Review by Rumsey Taylor

Posted on 12 January 2007

Source Fox DVD

Mike Judge’s Idiocracy takes place some five hundred years in the future. Trash is everywhere—mountains of it. Brands are dominant, even clothing is smothered in a variety of logos and issued out of boxes like disposable Kleenex. The president is a former wrestler and wears the presidential seal in the form of a rather unwieldy plaque that hangs around his neck (as does his cabinet). Prices have certainly inflated – a side of fries costs around two thousand dollars – but the scenario is not one of impoverishment. It is filthy and uncultured, to be sure, but not impoverished.

It is also not dystopian, which is significant as film often houses more rotundly ominous visions of the future. Despite the fact that the mean IQ has plummeted – speech is now delivered in incomplete sentences punctuated by guttural inflections – people are generally peaceful. There are guns, but what violence this scenario retains is prescribed as entertainment—at a gladiator-like monster truck rally, or in Ow! My Balls! , the most popular show on television. What fissured international relations this future has retained is not apparent. At least, the headline on the latest Naked Chicks & World Report (“Shit Sucks!”) seems to indicate a general malaise and not the latest scuffles in international diplomacy.

There is, however, an implicit argument to Judge’s future. Leisure has dissolved any incentive in maintenance, and slogans have become commandments. People are even named after the products they buy. Brawndo (the “Thirst Mutilator”) is a sports energy drink whose major competitor was water. Thusly, they bought out water. The stuff now pumps through irrigation systems, and through water fountains. Crops everywhere die. In a rather unnerving instance, a mother wields a bottle filled with Brawndo toward the lips of her infant child as he frantically swings his arms to remove the undesired nipple from his lips. This child is equivalent to every living person on earth, defenseless in the face of the corporations that malnourish his planet.
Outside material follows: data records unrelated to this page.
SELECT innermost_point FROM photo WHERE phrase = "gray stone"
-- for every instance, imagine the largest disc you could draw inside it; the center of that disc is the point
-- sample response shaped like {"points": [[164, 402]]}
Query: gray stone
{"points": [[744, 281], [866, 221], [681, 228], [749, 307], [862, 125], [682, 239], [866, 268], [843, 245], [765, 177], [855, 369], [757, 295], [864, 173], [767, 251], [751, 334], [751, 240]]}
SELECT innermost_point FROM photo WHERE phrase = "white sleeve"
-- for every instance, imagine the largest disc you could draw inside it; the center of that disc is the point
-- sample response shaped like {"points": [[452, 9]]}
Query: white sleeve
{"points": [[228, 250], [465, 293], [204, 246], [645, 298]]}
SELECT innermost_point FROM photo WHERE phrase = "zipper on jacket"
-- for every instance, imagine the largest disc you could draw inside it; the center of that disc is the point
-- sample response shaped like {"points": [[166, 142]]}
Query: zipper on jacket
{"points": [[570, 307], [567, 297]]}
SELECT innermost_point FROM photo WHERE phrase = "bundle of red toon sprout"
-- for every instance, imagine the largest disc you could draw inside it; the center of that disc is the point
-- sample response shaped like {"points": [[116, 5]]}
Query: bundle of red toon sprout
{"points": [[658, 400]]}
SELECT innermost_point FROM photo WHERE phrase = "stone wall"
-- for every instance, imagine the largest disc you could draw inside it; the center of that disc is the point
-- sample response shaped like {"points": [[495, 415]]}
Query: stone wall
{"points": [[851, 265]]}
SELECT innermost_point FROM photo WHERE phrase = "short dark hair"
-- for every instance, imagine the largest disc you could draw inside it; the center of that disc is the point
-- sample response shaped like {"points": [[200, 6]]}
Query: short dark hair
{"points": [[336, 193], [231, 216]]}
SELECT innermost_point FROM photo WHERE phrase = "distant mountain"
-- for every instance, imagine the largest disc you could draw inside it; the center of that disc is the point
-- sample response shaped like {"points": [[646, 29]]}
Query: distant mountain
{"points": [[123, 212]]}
The only option for redemption is Joe Bowers, a military private from the present renowned for his average physique and average demeanor—he is a quantifiable mean on every measure of human physicality or intelligence. He is enlisted to participate in a government hibernation program, and scheduled to emerge from a chemical-induced sleep exactly one year in the future. Instead, he sleeps for five centuries, and rubs the crust out of his eyes to find the redundant charms of Ow! My Balls! and the landslide of garbage that has enabled his awakening.

Whereas other futures hinge upon some concept of correction, Idiocracy’s is distinguished for its indifference. There may be a conflict, but it is not an urgent concern to anyone. Joe, having been instated on the presidential cabinet for gaining an uncommonly high score on an IQ test, announces his plan for improvement, which is to simply replace Brawndo with water in irrigation systems. There are no immediate results, millions of Brawndo employees lose their jobs, and the populace demands to punish him at a monster truck rally. Excitement distinguishes these people, not patience. Of course, Joe’s simple motives are honorable if not initially welcomed, and he is too good-natured a protagonist in too good-natured a film to be punished. But Idiocracy’s conclusion is of little to criticize, as its true ingenuity is its concept.

There is an inherent irony in most any description of the film, in voices that come off as “pompous and faggy” as Joe’s to his Neanderthaloid companions. It is flawed – knowledge of Judge’s difficulty in producing it amplifies some of the later, more ill-fit scenes – but admirable. Idiocracy’s utter lack of promotion (it was released in exactly twenty-five US cities with only a poster in tow) is now something of a minor legend, and it remains perplexing given the film’s obvious charms. It lies, finally, an infant left at your doorstep, crying for embracement.